Chroniques

par bertrand bolognesi

Florian Rodari – Frédéric Wandelière
Hugo Wolf – Le Tombeau d'Anacréon

La Dogana (2003) 112 pages + 1 CD
ISBN 2-940055-44-0
Hugo Wolf – Le Tombeau d'Anacréon, par Florian Rodari et Frédéric Wandelière

Les éditions genevoises La Dogana présentent le numéro un d'une nouvelle collection qui fait heureusement se rencontrer musique et poésie : Le Tombeau d'Anacréon, titre imaginé à partir de l'Anakreons Grab de Goethe, donne le ton à un ouvrage consacré aux Lieder de Hugo Wolf. Qu'on ne se méprenne pas : si vous cherchez une biographie du talentueux et sensible musicien autrichien, celle de Stéphane Goldet (chez Fayard) est la lecture qu'il vous faut.

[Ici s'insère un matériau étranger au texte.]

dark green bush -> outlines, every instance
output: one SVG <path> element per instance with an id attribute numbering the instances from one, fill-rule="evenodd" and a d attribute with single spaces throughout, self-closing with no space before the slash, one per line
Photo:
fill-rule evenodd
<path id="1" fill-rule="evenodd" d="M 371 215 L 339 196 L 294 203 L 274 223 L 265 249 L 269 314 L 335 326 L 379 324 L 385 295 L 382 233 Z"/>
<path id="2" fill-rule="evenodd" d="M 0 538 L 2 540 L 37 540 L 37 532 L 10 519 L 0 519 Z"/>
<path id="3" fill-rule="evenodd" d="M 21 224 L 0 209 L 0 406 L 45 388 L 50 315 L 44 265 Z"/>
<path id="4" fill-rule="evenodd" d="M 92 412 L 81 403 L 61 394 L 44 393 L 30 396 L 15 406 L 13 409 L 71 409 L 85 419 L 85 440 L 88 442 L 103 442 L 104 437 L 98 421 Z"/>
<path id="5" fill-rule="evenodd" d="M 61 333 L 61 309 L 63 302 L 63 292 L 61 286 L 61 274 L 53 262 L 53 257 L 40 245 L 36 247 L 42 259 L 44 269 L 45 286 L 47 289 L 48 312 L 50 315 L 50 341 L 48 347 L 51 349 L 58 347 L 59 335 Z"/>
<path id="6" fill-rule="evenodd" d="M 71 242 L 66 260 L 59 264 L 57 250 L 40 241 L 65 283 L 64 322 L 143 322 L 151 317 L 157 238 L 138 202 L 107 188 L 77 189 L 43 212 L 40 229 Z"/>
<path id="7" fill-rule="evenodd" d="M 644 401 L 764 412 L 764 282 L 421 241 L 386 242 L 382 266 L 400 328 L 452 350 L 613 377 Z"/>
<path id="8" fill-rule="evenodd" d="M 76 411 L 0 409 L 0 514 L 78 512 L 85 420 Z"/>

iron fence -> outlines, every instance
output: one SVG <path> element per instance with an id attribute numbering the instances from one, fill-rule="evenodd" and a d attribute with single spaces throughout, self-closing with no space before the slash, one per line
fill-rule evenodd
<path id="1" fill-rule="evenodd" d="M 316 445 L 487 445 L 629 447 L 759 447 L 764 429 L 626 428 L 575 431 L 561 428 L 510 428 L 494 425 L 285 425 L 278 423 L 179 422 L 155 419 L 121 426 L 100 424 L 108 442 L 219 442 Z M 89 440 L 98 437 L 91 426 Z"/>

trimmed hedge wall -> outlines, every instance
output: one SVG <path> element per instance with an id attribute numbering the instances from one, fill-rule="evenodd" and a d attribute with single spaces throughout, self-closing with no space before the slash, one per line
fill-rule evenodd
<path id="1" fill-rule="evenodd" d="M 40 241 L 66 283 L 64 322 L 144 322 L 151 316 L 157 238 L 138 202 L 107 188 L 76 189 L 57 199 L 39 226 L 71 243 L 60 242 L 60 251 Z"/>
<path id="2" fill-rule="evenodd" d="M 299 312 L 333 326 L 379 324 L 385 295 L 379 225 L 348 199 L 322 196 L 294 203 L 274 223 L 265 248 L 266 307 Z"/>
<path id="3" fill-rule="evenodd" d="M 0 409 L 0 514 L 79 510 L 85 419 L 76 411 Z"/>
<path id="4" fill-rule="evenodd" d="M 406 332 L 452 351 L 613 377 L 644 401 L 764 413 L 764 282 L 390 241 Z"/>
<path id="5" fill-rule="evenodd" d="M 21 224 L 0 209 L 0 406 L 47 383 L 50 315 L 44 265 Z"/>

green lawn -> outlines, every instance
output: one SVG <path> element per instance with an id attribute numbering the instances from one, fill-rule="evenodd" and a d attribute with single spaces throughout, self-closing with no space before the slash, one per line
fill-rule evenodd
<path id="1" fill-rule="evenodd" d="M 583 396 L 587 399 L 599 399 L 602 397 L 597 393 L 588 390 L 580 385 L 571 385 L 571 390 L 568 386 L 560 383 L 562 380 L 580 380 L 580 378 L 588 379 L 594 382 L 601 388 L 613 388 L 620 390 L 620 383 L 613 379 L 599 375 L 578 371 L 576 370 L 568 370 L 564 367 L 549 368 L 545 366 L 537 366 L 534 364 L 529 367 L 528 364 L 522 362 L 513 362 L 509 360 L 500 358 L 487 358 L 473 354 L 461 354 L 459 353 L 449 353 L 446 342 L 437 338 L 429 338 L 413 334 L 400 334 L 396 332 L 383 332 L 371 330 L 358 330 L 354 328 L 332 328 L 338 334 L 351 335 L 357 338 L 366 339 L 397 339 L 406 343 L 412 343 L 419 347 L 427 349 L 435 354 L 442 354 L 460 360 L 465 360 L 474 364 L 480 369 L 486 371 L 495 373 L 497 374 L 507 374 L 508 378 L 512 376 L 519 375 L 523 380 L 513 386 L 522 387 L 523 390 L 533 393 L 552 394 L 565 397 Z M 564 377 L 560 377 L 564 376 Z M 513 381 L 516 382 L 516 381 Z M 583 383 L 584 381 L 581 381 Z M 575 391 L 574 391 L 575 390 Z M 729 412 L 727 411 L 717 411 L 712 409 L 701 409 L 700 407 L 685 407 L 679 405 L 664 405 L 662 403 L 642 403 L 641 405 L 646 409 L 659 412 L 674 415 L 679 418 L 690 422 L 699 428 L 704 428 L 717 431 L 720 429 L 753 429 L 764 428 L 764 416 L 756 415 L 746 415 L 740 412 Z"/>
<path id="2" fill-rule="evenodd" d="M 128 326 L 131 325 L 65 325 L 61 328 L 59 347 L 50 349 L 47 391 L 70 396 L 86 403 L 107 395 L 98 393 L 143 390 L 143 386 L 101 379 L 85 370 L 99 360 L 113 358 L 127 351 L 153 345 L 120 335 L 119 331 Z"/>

Le charmant volume jaune publié en Suisse échappe à la classification standard : outre qu'il conclue deux brefs essais fort intéressants par leur mise en regard à travers la consultation directe des poèmes dans leurs versions originale et traduite, il invite à l'écoute, donc à l'investigation personnelle, avec un disque livrant vingt-sept Lieder représentatifs de la production de Wolf. On serait tenté de parler d'un livre-disque ; ce n'est pas cela non plus. C'est un objet (sonore) nouveau, que les contingences éditoriales nous obligent à chroniquer pour vous dans une rubrique destinée au livre sur la musique. S'ouvrant sur les réflexions de Florian Rodari – La voix, l'envol –, que l'on pourra presque estimer méditations d'un romantisme suranné mais aussi attachant sur la voix et ses phénomènes, introduite par une fascinante photographie d’Angelika Kirchschlager en plein travail, réalisée par Isabelle Meister, cette publication propose un matériel de notes qui projettera un rayon salutaire sur votre écoute du disque.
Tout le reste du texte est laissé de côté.